Amazing Spider-Man: Venom Inc.
There’s one great moment in this crossover between “Amazing Spider-Man” and “Venom” where the villain Maniac gets his hands on a symbiote and starts spreading it around to build his own criminal empire. It comes after Spider-Man is captured by him at one point and winds up getting mind-controlled by a bit of symbiote to go on a crime spree at Maniac’s bidding. This is noted by the Daily Bugle whose publisher, Robbie Robertson, isn’t about to print a story painting the wall-crawler as a menace after the paper has done it so many times before and been burned by it in the past. Then Spider-Man shows up at the Bugle to brag about his crime spree at the Bugle itself. At which point Robbie notes the “new mask” and remarks that mind-control is the reason Spidey has been acting out of character all night. Robbie’s observation immediately cut off my fear that the title character was going to take the blame for these crimes, further turning the city against him and predictably re-establishing the status quo. That he’s self-aware enough to recognize what was really going on just about made my day.

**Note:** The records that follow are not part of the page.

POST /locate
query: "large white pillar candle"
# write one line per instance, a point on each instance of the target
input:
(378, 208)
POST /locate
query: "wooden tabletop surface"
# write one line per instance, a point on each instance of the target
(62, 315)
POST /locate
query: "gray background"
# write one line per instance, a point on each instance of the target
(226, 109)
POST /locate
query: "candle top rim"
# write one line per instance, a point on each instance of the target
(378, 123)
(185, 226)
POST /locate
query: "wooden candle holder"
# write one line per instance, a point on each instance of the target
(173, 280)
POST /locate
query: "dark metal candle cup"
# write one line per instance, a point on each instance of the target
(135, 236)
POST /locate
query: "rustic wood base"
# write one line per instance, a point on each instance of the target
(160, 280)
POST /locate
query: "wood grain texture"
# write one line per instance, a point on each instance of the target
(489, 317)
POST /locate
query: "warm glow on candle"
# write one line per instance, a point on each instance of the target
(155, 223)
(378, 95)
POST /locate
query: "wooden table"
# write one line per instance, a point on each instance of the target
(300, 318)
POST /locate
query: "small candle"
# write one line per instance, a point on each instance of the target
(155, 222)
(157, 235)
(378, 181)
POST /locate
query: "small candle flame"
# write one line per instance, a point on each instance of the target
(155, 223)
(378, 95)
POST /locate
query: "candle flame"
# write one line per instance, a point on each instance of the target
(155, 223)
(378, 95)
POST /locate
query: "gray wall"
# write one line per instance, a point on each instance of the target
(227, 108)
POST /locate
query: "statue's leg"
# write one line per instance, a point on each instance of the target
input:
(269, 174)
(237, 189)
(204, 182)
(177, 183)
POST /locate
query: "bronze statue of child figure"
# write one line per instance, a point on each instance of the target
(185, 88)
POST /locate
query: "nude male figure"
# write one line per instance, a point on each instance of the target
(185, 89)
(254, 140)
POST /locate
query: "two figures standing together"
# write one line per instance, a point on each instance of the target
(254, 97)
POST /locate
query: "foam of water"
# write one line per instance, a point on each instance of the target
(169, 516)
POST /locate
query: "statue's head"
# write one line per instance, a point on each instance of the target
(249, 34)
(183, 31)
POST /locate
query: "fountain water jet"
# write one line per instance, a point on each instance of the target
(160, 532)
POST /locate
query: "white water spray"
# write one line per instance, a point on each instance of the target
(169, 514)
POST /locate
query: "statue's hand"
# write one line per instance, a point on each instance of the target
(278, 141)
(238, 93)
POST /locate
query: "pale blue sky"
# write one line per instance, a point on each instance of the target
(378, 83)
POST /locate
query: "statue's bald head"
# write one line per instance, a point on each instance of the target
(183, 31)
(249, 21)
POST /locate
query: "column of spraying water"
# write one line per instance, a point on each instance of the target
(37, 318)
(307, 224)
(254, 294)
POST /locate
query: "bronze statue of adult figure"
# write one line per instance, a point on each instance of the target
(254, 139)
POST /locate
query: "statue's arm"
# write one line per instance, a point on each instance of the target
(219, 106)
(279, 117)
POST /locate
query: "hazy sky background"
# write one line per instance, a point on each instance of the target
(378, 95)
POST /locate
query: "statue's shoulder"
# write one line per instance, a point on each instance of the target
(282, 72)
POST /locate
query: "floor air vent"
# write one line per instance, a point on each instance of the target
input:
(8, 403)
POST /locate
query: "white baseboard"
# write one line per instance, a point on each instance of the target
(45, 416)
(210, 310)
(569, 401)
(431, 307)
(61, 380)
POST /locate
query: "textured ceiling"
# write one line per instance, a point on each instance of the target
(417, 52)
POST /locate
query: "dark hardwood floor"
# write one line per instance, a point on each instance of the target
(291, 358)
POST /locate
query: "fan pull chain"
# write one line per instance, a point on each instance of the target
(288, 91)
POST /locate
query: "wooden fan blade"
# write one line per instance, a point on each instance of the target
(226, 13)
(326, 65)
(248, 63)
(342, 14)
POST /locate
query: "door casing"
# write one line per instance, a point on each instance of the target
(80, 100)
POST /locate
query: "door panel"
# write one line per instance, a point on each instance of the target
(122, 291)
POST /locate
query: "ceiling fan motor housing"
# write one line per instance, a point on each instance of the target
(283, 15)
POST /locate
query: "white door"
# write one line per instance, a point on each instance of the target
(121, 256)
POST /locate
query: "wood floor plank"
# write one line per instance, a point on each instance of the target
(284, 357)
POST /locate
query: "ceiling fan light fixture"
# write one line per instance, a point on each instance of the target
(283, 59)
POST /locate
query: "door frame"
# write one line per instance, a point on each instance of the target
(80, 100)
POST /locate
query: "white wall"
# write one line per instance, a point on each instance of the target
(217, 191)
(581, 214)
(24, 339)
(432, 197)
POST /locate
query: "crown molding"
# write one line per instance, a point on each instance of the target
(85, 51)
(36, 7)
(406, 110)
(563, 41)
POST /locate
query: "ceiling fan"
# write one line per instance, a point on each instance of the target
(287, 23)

As for the rest of the crossover, it’s almost completely lacking in that kind of self-awareness. It mainly comes across as an excuse for Spider-Man to mix it up with two of Venom’s hosts, Eddie Brock and Flash Thompson, and to see those two get into it as well. There’s lots of fighting, thanks to Maniac’s symbiote mind-control gimmick but none of it really comes across as interesting. This is in spite of the best efforts from artists Ryan Stegman and Gerardo Sandoval to invest the proceedings with as much energy as they can. Yet this energy is sapped by the predictable plot and a boring villain who loves to hear himself talk but rarely has anything interesting to say. There are some notable changes by the end of the volume: Flash Thompson is now Anti-Venom, and the Black Cat is no longer a crimelord. I would’ve issued a “spoiler warning” before letting you know about these things, but I think saving a potential reader from spending $20 on a crossover that’s mostly filler was more important.